Whether three St. Clair County circuit judges have the option of running for election over retention is "still very much alive" and a question that is ripe for adjudication, according to a reply brief filed Friday at the Fourth District Appellate Court.
In it, St. Louis attorney Aaron Weishaar disputed arguments made by counsel for Chief Judge John Baricevic, and Judges Robert LeChien and Robert Haida who say a challenge to their ballot access is moot because the March 15 primary election has already passed. The judges resigned last August, effective this Dec. 4, creating vacancies they intend to fill through partisan competition in the fall.
Weishaar represents Belleville City Clerk Dallas Cook, who objected to the judges' petitions to run for election, arguing that state statute requires sitting judges seeking successive terms to run for retention on non-partisan ballots.
The judges are represented by Chicago attorney Michael Kasper, who has so far maintained their viability as candidates before election officials as well Sangamon County associate Judge Esteban Sanchez.
Sanchez found that the word “may” in a sentence contained in Article 6 Section 12 of the Illinois Constitution - stating that a judge may stand for retention - meant that the judges might also choose election. His Feb. 23 ruling was appealed by Cook to the Fourth District Appellate Court.
Oral arguments are tentatively scheduled there on June 7.
Weishaar says that the judges' "mootness" argument is "ridiculous" because there is little practical difference if the judges, who ran unopposed on the Democratic ballot, had their names removed from the March 15 primary or if their names are removed from the general election ballot in November.
"Meaningful relief" is still available, Weishaar wrote.
He further stated that if the judges prevailed in their argument that Cook's relief can no longer be granted, the Illinois Supreme Court still recognizes an exception to the mootness doctrine if the issue involves a substantial public interest.
This case "falls squarely within this public interest exception" because it involves election law, Weishaar wrote, and it also concerns the interpretation of the state Constitution, thus highlighting the need "for an authoritative resolution."
"When dealing with a state’s constitution, it is desirable that there be clear and consistent authority as to its meaning, especially when confidence in the electoral process and the rights of the electorate are at stake," Weishaar wrote.
If the question is not resolved, the issue will likely come up again, he wrote.
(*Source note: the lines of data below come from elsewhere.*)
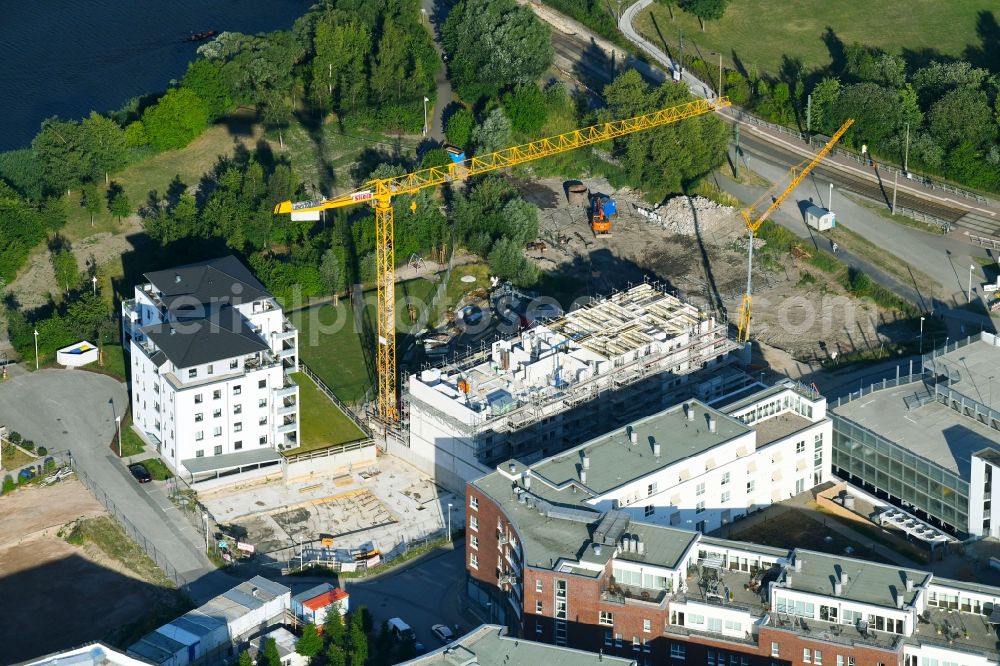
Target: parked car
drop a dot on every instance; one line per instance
(140, 472)
(444, 634)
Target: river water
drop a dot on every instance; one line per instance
(68, 57)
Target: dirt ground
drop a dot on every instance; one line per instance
(65, 595)
(708, 269)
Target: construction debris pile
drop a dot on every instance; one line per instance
(689, 216)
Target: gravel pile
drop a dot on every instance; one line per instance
(676, 216)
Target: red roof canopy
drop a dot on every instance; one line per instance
(325, 599)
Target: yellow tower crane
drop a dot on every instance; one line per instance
(379, 193)
(798, 174)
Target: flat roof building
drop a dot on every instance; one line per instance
(557, 384)
(928, 442)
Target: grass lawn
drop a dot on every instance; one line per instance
(334, 348)
(322, 422)
(14, 458)
(157, 469)
(105, 533)
(796, 29)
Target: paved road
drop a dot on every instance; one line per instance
(423, 594)
(984, 217)
(75, 410)
(433, 16)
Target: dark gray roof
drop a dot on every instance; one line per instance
(223, 335)
(222, 280)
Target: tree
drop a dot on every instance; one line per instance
(269, 655)
(91, 200)
(106, 143)
(310, 643)
(458, 129)
(666, 159)
(525, 107)
(176, 119)
(204, 79)
(962, 114)
(508, 262)
(62, 149)
(494, 45)
(118, 204)
(493, 134)
(333, 627)
(705, 10)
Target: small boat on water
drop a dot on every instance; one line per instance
(201, 36)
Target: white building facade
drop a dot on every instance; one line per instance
(210, 353)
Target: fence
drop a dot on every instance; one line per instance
(132, 531)
(334, 399)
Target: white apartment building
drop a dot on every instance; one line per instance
(210, 353)
(558, 384)
(695, 467)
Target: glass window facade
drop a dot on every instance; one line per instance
(892, 469)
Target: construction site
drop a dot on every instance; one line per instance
(557, 384)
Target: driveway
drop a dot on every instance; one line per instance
(75, 410)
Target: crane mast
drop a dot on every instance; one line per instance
(380, 192)
(753, 225)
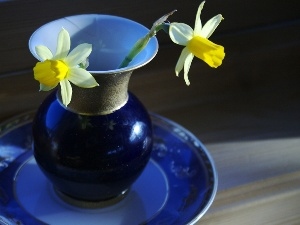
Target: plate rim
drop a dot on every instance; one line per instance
(22, 119)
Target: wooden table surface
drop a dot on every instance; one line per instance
(246, 113)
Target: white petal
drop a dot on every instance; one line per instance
(180, 33)
(210, 26)
(78, 54)
(43, 52)
(82, 78)
(66, 91)
(46, 88)
(63, 44)
(187, 65)
(180, 63)
(198, 24)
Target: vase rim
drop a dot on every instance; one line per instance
(88, 20)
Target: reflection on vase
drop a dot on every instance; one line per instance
(95, 148)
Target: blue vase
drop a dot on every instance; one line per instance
(94, 149)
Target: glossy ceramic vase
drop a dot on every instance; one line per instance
(94, 149)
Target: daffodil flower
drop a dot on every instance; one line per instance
(196, 43)
(63, 68)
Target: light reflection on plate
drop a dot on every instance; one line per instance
(177, 187)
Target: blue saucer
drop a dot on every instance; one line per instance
(177, 187)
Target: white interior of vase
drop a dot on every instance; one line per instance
(111, 37)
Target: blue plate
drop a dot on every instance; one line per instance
(177, 187)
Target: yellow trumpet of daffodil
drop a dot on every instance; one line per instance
(196, 43)
(63, 67)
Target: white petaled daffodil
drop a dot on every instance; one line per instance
(196, 43)
(62, 67)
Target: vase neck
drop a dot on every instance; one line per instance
(109, 96)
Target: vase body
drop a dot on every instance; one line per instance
(95, 148)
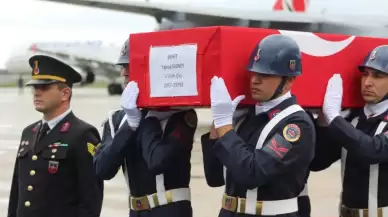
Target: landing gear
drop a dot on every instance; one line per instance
(115, 89)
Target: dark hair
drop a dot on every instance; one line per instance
(62, 86)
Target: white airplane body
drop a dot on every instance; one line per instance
(89, 58)
(353, 17)
(357, 17)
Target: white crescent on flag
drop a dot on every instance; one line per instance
(313, 45)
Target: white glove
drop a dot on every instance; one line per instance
(128, 103)
(239, 113)
(222, 106)
(161, 115)
(333, 98)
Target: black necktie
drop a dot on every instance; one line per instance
(43, 131)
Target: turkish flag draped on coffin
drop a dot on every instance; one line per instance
(174, 68)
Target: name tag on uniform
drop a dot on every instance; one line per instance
(53, 167)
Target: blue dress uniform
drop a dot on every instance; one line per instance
(264, 162)
(157, 159)
(54, 174)
(115, 120)
(360, 141)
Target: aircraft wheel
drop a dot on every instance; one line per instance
(115, 89)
"As for judges opting to forgo the retention process set out in Article VI, Section 12(d), in this single election cycle alone, the issue has arisen three times," he wrote. "This would seem to indicate that the occurrence of judges seeking to avoid retention elections (and the required approval of 60% of the voters) is on the rise."
"Given the increased scrutiny of all our public officials and the divisiveness of our current bi-partisan politics, it is understandably more likely now than in the past that judges are concerned with obtaining a 60% approval rating, and as such, will inevitably attempt the same maneuver as these three sitting judges."
If the judges' actions are upheld, he wrote, it will "foreseeably open the flood gates for other sitting judges to do the same."
Weishaar also addressed the judges' assertion that his client lacked urgency in getting the case heard at the appellate court before the primary, saying the matter was handled as "expeditiously as possible."
Kasper argued in his appellate brief that Cook filed notice of appeal on Feb. 26, but that he did not move to place the case on an expedited docket until March 15 - primary election day.
Weishaar suggested that the Circuit Clerk's office in Sangamon County was responsible for delay.
"The Notice of Appeal was filed on February 26, 2016 in Sangamon County, within three days of receiving the decision of the Circuit Court," he wrote. "The Notice of Appeal, however, for whatever reason, was not expeditiously sent by the Circuit Clerk of Sangamon County to the 4th District Appellate Court."
"This Court, therefore, (for reasons unknown) did not receive the Notice of Appeal until March 8, 2016 - thereby making it impossible for Objector to file anything."
He wrote that within two days of the appeal having been received at the Fourth District, a docketing statement was filed which then allowed him to file a motion for an accelerated docket.
He also wrote that he stayed in contact with opposing counsel to come up with a briefing schedule to make it possible to proceed.
"Although securing such assent among opposing parties took a few days while calls and emails regarding schedules were exchanged, far from lacking urgency, Objector was attempting to keep this matter moving forward as quickly as possible," he wrote.